Zurich's public sector is sitting on a growing pile of digital waste. Across city-run archives, university repositories, and municipal communications offices, duplicate image files now account for a significant share of stored data — and the administrative and financial burden of managing them is beginning to show up in institutional budgets in ways that are hard to ignore.
The issue has gained urgency in 2026 as Swiss federal data governance guidelines, updated in January of this year, require cantonal institutions to conduct audits of digital asset inventories before the end of the third quarter. For Zurich, which manages one of the largest municipal digital libraries in the German-speaking world, that deadline is forcing a reckoning with years of ad-hoc file management.
What the Data Actually Shows
Figures compiled from publicly available IT infrastructure reports by the Stadt Zürich Informatik directorate suggest that duplicated or near-duplicate image files can represent anywhere from 20 to 35 percent of total storage load in large-scale content management systems. For an institution running several hundred terabytes of archival material — as ETH Zürich's image and media library does — that translates into tens of thousands of francs in annual storage costs alone. ETH Zürich ranked 7th globally in the 2025 QS World University Rankings, a position that comes with expectations of best-in-class digital infrastructure to match its research output.
The Stadtarchiv Zürich, located on Neumarkt in the Altstadt, has been quietly piloting deduplication software since late 2024 as part of a broader digitisation push. The archive holds physical and digital records stretching back centuries, and the transition from analogue to digital workflows has, like in most large institutions, produced a sprawl of redundant files — the same scanned photograph saved in multiple formats, at multiple resolutions, under different file names by different departments. Preliminary results from the pilot have not been published, but the directorate has indicated the project is ongoing.
The Zentralbibliothek Zürich on Zähringerplatz faces a similar challenge. Its digital collections, which include high-resolution reproductions of rare manuscripts and historical maps, are accessed by researchers worldwide. When image assets are duplicated across departments — acquisitions, public communications, the digital reading room — each copy must be separately catalogued, rights-checked, and updated if metadata changes. The hidden labour cost of that redundancy, according to digital asset management literature, often dwarfs the raw storage expense.
Why Deduplication Is Harder Than It Sounds
Removing duplicate images is not simply a matter of running a script. Near-duplicate detection — identifying images that are visually identical but differ in file format, compression level, or minor cropping — requires specialised algorithms. The Swiss federal standard eCH-0160, which governs digital archiving practices for public bodies, mandates that institutions retain audit trails of any file deletion, adding another layer of process to what might seem like routine housekeeping.

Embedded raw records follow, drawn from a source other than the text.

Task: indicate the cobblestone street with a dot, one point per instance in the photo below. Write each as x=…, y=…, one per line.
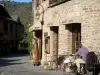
x=20, y=65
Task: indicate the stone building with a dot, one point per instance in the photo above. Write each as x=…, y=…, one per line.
x=61, y=24
x=11, y=32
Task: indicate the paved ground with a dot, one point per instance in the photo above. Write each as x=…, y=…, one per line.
x=19, y=64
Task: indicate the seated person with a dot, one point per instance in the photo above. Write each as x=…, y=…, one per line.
x=83, y=51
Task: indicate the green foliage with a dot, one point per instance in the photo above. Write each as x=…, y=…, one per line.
x=22, y=10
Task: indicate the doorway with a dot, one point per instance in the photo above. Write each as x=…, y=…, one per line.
x=38, y=34
x=76, y=36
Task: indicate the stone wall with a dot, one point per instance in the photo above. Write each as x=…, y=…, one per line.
x=88, y=12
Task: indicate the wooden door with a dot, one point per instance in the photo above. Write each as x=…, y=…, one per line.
x=76, y=37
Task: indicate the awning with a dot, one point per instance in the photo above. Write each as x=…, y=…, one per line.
x=76, y=19
x=36, y=26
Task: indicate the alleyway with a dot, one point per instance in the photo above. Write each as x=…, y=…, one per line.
x=18, y=64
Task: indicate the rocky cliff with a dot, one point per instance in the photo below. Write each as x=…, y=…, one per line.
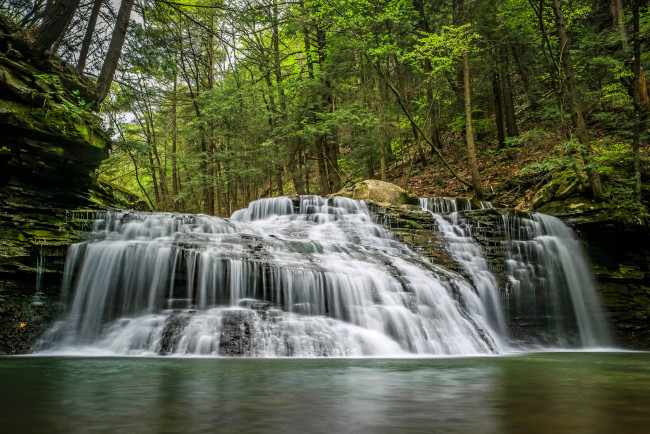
x=50, y=146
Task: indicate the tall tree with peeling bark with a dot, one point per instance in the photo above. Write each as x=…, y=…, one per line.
x=114, y=50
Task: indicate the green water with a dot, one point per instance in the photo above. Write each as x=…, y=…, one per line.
x=545, y=393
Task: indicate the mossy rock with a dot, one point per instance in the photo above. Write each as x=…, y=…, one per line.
x=380, y=193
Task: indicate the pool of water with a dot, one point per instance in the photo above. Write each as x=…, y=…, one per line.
x=540, y=392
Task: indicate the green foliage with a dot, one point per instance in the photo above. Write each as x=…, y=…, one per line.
x=70, y=102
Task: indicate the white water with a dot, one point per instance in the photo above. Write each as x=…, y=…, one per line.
x=546, y=261
x=319, y=278
x=551, y=298
x=468, y=253
x=316, y=279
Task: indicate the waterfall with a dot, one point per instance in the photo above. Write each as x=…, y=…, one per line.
x=317, y=277
x=550, y=297
x=551, y=283
x=313, y=277
x=468, y=253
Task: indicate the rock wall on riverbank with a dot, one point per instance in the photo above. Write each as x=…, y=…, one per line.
x=49, y=148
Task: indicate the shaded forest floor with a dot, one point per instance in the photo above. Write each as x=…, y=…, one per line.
x=501, y=169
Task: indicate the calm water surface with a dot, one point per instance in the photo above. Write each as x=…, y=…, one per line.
x=545, y=392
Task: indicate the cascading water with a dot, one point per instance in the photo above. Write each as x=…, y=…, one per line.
x=280, y=278
x=551, y=286
x=468, y=253
x=550, y=298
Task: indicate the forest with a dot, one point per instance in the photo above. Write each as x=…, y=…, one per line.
x=213, y=104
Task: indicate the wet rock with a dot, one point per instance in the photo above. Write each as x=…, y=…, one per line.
x=379, y=192
x=236, y=331
x=48, y=155
x=174, y=325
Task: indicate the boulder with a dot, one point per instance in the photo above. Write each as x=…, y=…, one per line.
x=379, y=192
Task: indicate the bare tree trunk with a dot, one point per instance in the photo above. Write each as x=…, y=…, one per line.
x=576, y=108
x=114, y=50
x=318, y=140
x=381, y=130
x=640, y=111
x=88, y=37
x=57, y=18
x=506, y=88
x=174, y=150
x=331, y=144
x=469, y=131
x=496, y=93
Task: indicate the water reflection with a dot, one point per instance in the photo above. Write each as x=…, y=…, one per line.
x=587, y=392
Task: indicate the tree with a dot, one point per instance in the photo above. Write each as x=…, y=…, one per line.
x=90, y=30
x=57, y=17
x=114, y=50
x=574, y=102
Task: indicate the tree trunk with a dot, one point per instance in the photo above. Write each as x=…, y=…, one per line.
x=330, y=143
x=114, y=50
x=57, y=18
x=496, y=93
x=640, y=113
x=174, y=150
x=576, y=108
x=291, y=164
x=88, y=37
x=506, y=88
x=381, y=130
x=319, y=138
x=469, y=131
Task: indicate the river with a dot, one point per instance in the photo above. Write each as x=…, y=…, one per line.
x=551, y=392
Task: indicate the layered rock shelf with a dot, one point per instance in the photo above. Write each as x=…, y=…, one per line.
x=48, y=153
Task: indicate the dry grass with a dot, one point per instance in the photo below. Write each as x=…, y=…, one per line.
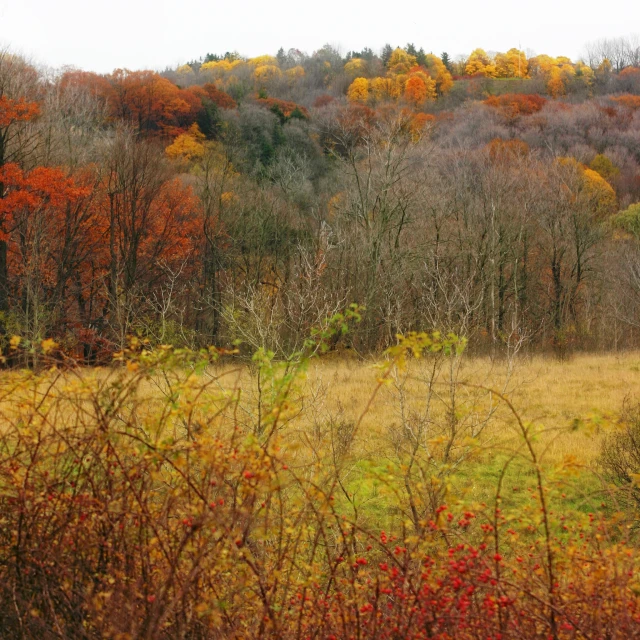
x=550, y=393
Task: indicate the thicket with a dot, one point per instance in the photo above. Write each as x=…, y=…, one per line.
x=153, y=499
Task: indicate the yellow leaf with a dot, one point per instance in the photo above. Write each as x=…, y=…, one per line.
x=48, y=345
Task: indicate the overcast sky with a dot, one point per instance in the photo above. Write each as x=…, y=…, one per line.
x=100, y=36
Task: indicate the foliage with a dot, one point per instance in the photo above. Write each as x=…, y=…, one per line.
x=153, y=489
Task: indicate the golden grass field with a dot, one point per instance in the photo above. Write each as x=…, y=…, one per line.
x=544, y=390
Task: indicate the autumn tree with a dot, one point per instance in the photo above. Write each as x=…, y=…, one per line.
x=358, y=90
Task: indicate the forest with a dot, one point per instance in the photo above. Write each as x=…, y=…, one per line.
x=322, y=346
x=233, y=199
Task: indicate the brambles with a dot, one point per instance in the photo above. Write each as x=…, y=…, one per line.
x=620, y=456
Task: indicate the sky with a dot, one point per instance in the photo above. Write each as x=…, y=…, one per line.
x=154, y=34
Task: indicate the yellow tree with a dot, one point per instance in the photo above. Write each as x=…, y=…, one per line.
x=419, y=88
x=187, y=146
x=355, y=67
x=512, y=64
x=185, y=70
x=401, y=61
x=415, y=91
x=358, y=90
x=385, y=88
x=262, y=60
x=480, y=62
x=439, y=73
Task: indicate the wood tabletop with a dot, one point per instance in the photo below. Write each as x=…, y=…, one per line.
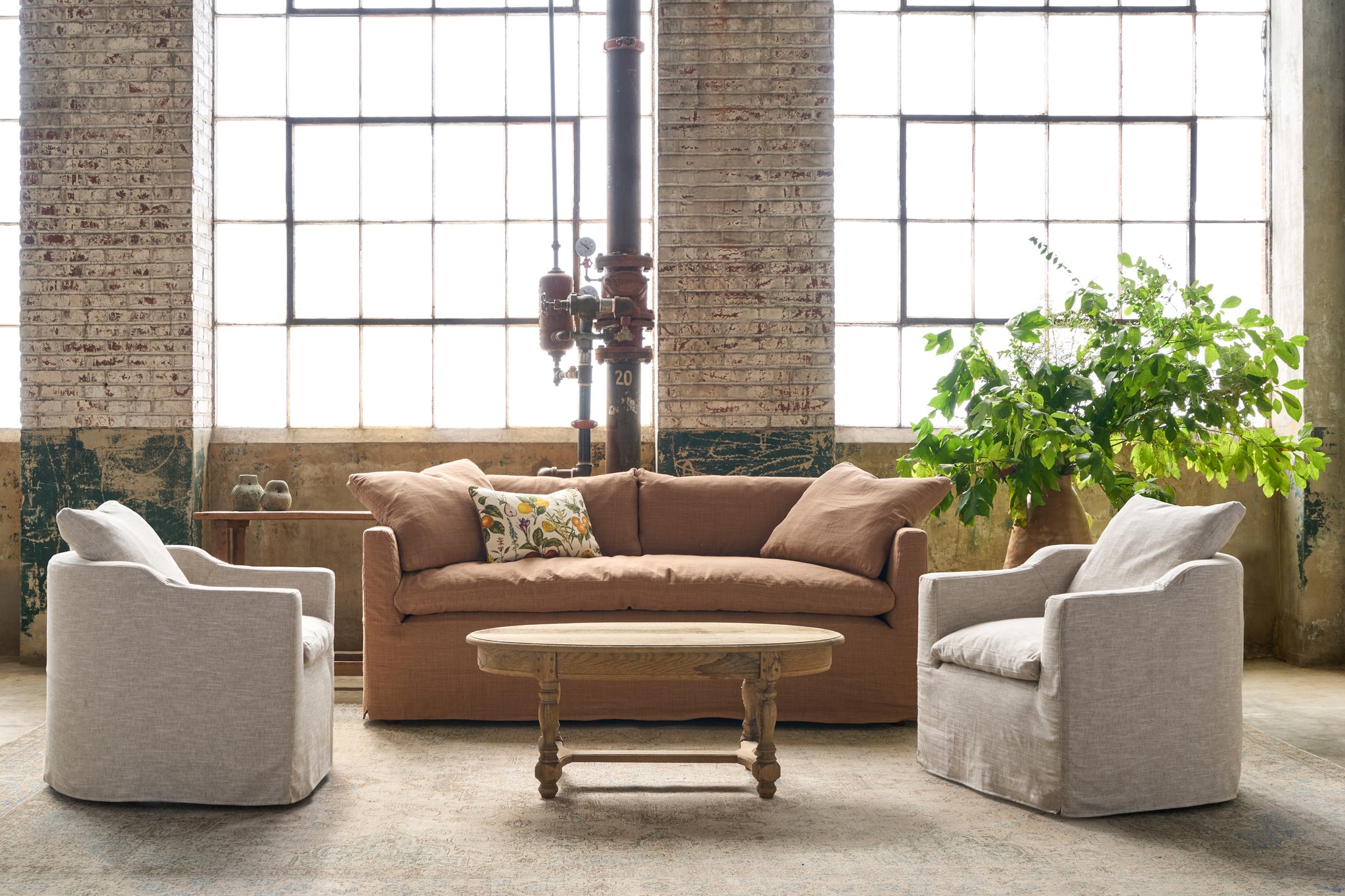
x=283, y=515
x=667, y=637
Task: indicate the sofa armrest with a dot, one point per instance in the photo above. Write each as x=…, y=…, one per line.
x=382, y=574
x=953, y=601
x=910, y=561
x=317, y=585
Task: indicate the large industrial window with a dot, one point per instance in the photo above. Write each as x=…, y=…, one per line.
x=382, y=209
x=10, y=213
x=965, y=129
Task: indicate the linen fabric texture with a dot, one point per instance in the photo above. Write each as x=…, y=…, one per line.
x=211, y=691
x=517, y=527
x=1149, y=538
x=431, y=512
x=847, y=519
x=116, y=532
x=1103, y=730
x=611, y=499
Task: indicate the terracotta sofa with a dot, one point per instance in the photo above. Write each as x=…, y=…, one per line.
x=677, y=548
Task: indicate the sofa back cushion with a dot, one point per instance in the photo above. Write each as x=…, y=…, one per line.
x=432, y=515
x=116, y=532
x=611, y=501
x=713, y=515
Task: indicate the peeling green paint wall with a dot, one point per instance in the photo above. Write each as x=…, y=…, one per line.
x=155, y=472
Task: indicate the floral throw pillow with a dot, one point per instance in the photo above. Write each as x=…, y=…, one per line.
x=535, y=526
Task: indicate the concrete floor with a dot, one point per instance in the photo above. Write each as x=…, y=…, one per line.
x=1304, y=707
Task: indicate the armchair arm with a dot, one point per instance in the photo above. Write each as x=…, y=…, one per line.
x=953, y=601
x=382, y=574
x=317, y=585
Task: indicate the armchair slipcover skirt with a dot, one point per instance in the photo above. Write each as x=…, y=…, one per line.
x=198, y=692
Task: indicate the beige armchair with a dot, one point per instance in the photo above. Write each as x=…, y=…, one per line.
x=1090, y=703
x=213, y=691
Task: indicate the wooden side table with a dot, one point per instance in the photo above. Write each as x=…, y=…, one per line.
x=755, y=653
x=236, y=526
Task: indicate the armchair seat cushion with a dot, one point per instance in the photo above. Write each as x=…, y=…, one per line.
x=319, y=637
x=1009, y=648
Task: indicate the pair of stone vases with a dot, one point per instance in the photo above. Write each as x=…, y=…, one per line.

Commercial deduplication tools licensed for enterprise use typically start at around CHF 8,000 per year for institutional deployments of the scale Zurich's larger bodies would require, though open-source alternatives are increasingly viable for less complex use cases. The Zurich cantonal government's IT procurement framework, last revised in 2023, allows for joint procurement across departments, which advocates of the reform argue could substantially reduce per-institution licensing costs if coordinated properly.
The housing shortage pressing on Zurich's Wohnungsnot crisis has consumed much of the city's political bandwidth this year, but data infrastructure is emerging as its own slow-burn cost driver. For residents and taxpayers, the direct connection is simple: public money spent storing three copies of the same image file is money not spent on services.
Institutions working through their audits ahead of the September 30 deadline should, digital records managers advise, begin with a phased approach — prioritising the highest-volume collections first, establishing a clear retention policy before any deletion, and ensuring deduplication tools are tested against Swiss archival standards before full deployment. The bureaucratic work is unglamorous. The savings, over time, are real.